The USD/SGD recovered from daily lows, and ahead of the Asian session is trading with slight gains. The pair's movements have been influenced primarily by the cautious posture of the Federal Open Market Committee (FOMC) seen in Wednesday’s minutes, and the strong US Manufacturing and Services PMI figures. Strong Unemployment data released during the European session contributed to the recovery.
While the US Federal Reserve maintains its cautious approach towards monetary easing, strong manufacturing and service sector data seem to justify the bank’s stance.
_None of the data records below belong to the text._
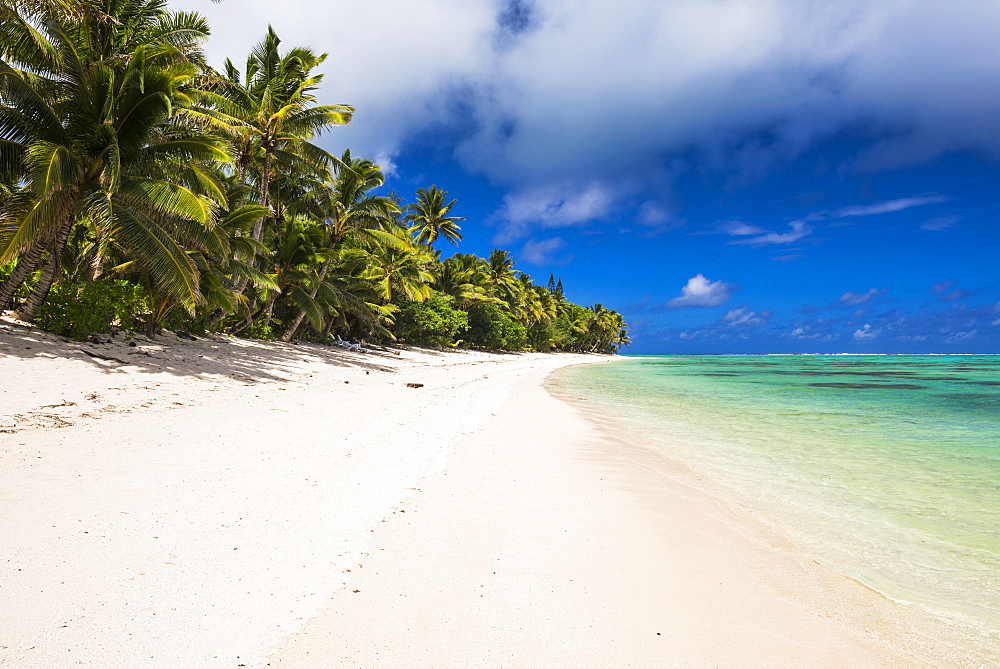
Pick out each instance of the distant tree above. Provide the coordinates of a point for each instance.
(430, 218)
(490, 327)
(433, 322)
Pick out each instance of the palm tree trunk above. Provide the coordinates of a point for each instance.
(25, 266)
(290, 332)
(29, 309)
(96, 268)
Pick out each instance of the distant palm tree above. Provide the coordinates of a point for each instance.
(270, 111)
(350, 206)
(430, 219)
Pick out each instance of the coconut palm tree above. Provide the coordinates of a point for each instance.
(86, 111)
(430, 219)
(269, 112)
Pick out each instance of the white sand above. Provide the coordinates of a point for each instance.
(214, 504)
(196, 506)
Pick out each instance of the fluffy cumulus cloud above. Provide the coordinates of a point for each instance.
(585, 92)
(866, 333)
(852, 299)
(555, 206)
(797, 230)
(742, 317)
(887, 207)
(701, 292)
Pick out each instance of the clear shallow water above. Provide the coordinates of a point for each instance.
(884, 468)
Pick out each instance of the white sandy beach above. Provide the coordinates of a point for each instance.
(222, 502)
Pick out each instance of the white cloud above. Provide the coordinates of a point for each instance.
(555, 206)
(743, 317)
(887, 207)
(940, 223)
(591, 91)
(701, 292)
(390, 59)
(740, 229)
(541, 251)
(867, 333)
(854, 299)
(797, 232)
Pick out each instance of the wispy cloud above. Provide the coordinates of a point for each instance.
(798, 231)
(867, 333)
(887, 207)
(701, 292)
(946, 291)
(739, 229)
(545, 252)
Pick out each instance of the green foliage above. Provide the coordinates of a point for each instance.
(431, 323)
(124, 155)
(492, 328)
(79, 310)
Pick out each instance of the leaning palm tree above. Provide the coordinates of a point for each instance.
(269, 112)
(86, 111)
(350, 207)
(430, 219)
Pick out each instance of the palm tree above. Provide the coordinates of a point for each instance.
(400, 271)
(270, 112)
(429, 215)
(86, 111)
(463, 276)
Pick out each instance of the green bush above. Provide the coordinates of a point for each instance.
(492, 328)
(430, 323)
(77, 310)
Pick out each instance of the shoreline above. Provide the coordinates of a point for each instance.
(195, 507)
(170, 512)
(552, 542)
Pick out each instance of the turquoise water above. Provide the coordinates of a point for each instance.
(884, 468)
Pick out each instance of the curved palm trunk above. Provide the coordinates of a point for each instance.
(262, 198)
(290, 332)
(25, 266)
(29, 309)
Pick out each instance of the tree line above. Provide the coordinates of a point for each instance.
(140, 186)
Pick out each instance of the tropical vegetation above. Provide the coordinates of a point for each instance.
(142, 189)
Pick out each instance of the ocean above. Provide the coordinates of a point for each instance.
(885, 469)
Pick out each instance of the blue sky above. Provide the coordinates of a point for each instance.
(733, 176)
May's S&P Global Manufacturing PMI surpassed market expectations, increasing to 50.9 compared to April's figure of 50.0. Furthermore, a robust increase was also seen in the services PMI, which accelerated to 54.8 from 51.3, undermining market expectations. Additionally, the US Department of Labor reported a rise in Jobless Claims, which was below the expected estimates, suggesting that the labor market remains strong.
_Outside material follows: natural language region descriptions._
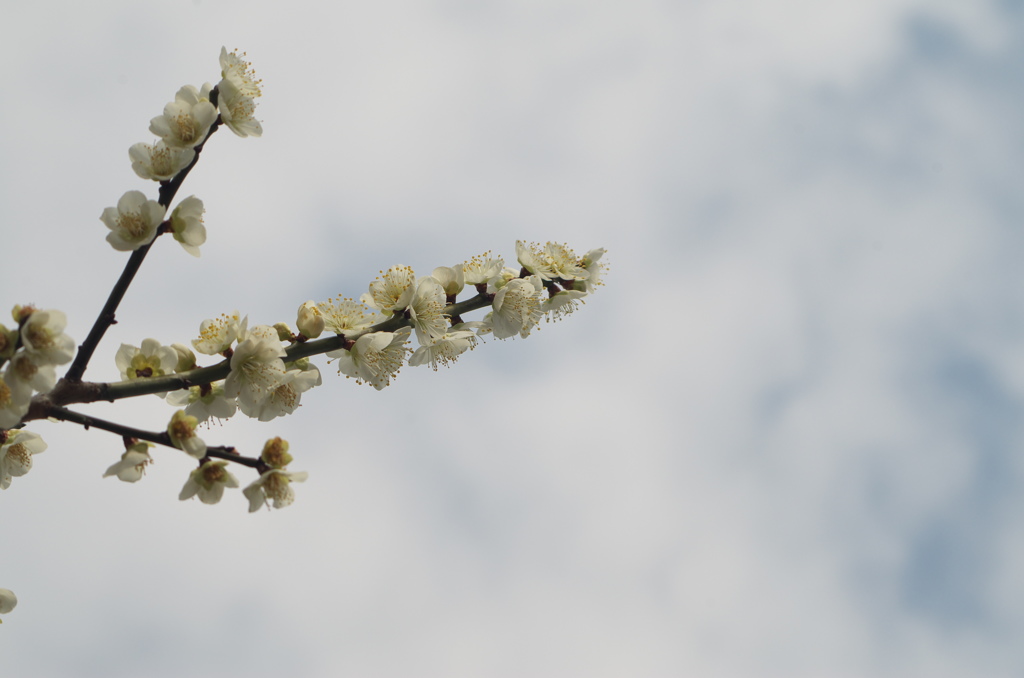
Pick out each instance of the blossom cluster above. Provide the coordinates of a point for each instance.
(28, 355)
(183, 128)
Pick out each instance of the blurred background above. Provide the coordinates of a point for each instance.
(783, 439)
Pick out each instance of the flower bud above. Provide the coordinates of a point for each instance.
(182, 432)
(186, 358)
(275, 454)
(310, 321)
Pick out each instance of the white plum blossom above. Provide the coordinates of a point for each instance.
(595, 269)
(517, 307)
(159, 162)
(535, 260)
(256, 368)
(444, 350)
(153, 359)
(131, 468)
(284, 399)
(562, 303)
(426, 310)
(14, 400)
(310, 321)
(239, 71)
(208, 482)
(238, 109)
(375, 357)
(186, 224)
(186, 358)
(181, 429)
(204, 401)
(453, 280)
(43, 334)
(30, 371)
(133, 222)
(8, 341)
(481, 269)
(273, 486)
(187, 119)
(15, 454)
(217, 335)
(392, 291)
(239, 90)
(564, 261)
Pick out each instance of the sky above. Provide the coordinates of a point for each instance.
(782, 439)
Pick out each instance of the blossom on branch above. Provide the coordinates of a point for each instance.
(131, 468)
(187, 119)
(43, 334)
(256, 368)
(15, 454)
(374, 358)
(186, 224)
(217, 335)
(133, 222)
(182, 433)
(392, 291)
(517, 307)
(153, 359)
(208, 482)
(273, 488)
(159, 162)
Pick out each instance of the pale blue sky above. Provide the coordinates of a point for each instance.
(782, 440)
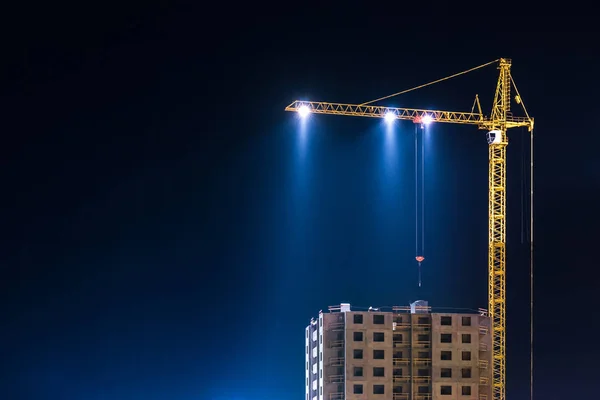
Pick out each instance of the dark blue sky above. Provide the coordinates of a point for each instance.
(168, 230)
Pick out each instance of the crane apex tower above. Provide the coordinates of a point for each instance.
(404, 353)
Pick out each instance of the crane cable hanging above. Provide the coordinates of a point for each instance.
(432, 83)
(419, 250)
(519, 100)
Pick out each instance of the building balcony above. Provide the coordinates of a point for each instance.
(336, 396)
(422, 361)
(421, 343)
(336, 362)
(338, 326)
(422, 379)
(422, 396)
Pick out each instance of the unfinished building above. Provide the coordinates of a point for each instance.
(405, 353)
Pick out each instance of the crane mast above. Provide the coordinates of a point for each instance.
(497, 229)
(497, 125)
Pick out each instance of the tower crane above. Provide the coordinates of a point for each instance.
(499, 121)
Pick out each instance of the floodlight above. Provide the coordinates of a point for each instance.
(389, 117)
(303, 111)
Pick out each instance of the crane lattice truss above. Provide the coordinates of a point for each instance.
(498, 122)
The strong economic figures fueled a rise in US Treasury yields which seems to be signalling that markets are delaying the start of the easing cycle. This is corroborated by the CME FedWatch Tool which indicated that the odds of a cut in September declined just below 40%. Next week, the US will release April’s Personal Consumption Expenditures (PCE) data which will provide additional insights into the US economy..
Within the daily overview, the Relative Strength Index (RSI) is treading in negative territory, inclining slightly towards a neutral trend while oscillating around the 50 mark. However, a recovery was seen after bottoming at 44 which may imply that the buyers are gaining ground. The decreasing red bars of the Moving Average Convergence Divergence (MACD) histogram reveals a decreasing selling momentum, providing a signal that the bear's time might be over.